1.4. Pouvoir et argent.

Reste à savoir pourquoi pouvoir et argent ont fait bon ménage depuis des temps immémoriaux.

En parlant d’argent, ce n’est pas de ses fonctions qu’il faut s’occuper en premier lieu comme il est d’usage de procéder lorsqu’on vise des objectifs pédagogiques : il faut remonter à son essence même. « La principale difficulté de l’analyse de la monnaie se trouve surmontée, écrit K. Marx, dès que l’on a compris que l’argent a son origine dans la marchandise elle-même » 52 . J.K. Galbraith montre à l’aide d’exemples concrets pris dans l’histoire économique somme toute récente des Etats-Unis d’Amérique que l’argent peut être représenté par de simples objets sans valeur intrinsèque hormis celle que leur confère la culture des peuples de l’Amérique précolombienne : « Dès l’origine, écrit l’auteur du Nouvel Etat industriel, les colons avaient expérimenté des substituts à la monnaie métallique […] Leur premier substitut fut emprunté aux Indiens […]. Les wampum, coquillages utilisés par les Indiens, devinrent la monnaie de petite valeur acceptée partout » 53 . Mais l’auteur avait pris soin de préciser d’entrée de jeu 54 que l’utilisation de ces coquillages ne faisait que combler un vide créé par l’absence de pièces métalliques de valeur minime. Il reste que, même dans ces cas-là, l’argent ne se détache pas d’un corps matériel. Et si ces objets ne sont pas des marchandises, c’est sans doute simplement parce que la société marchande ne s’était pas encore extraite des limbes de l’économie naturelle que les premiers colons eurent à pratiquer à l’instar des autochtones dans un pays où tout était à recréer. On comprendra que notre propos ne puisse s’attarder sur cette forme d’économie sans dévier de son objet : l’économie de marché.

Notes
52.

Contribution à la critique de l’économie politique, Ed.

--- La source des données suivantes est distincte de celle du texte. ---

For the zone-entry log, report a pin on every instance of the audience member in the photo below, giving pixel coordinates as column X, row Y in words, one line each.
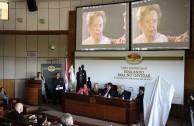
column 42, row 120
column 67, row 120
column 96, row 90
column 109, row 91
column 40, row 77
column 3, row 93
column 84, row 90
column 58, row 82
column 16, row 113
column 122, row 93
column 140, row 97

Sociales 1972, p 39. A. Smith, pour sa part, définit la monnaie comme une marchandise dans le paragraphe suivant : « … tout homme prévoyant dans chacune des périodes de la société qui suivirent le premier établissement de la division du travail, dut naturellement tâcher de s’arranger pour avoir par devers lui dans tous les temps, […] une certaine quantité de quelque marchandise qui fût, selon lui, de nature à convenir à tant de monde que peu de gens fussent disposés à la refuser en échange du produit de leur industrie ». In Recherches sur la nature et les causes de la richesse des nations, Ed. Gallimard 1976, p 55. Dans le même esprit, J.B. Say écrit : « S’il existe dans la société une marchandise qui soit recherchée non à cause des services qu’on peut en tirer par elle-même mais à cause de la facilité qu’on trouve à l’échanger contre tous les produits nécessaires à la consommation, une marchandise dont on puisse exactement proportionner la quantité qu’on en donne avec la valeur de ce qu’on veut avoir, […] Cette marchandise est la monnaie. ». Cf. Traité d’économie politique, Ed. ENAG 1990, Alger, p 228.

53.

J.K.Galbraith : L’Argent, Ed. Gallimard 1975, p. 87.

54.

Il écrit en effet au tout début de l’ouvrage en parlant de cette sorte de monnaie : «Mais les éléments plus étranges ou exotiques tels que bétail, coquillages, whisky et cailloux qui font pourtant les délices des professeurs d’économie n’ont jamais eu qu’une importance très relative pour les peuples tant soit peu éloignés d’une existence agreste ou primitive». Cf L’argent, op. cit. p 24.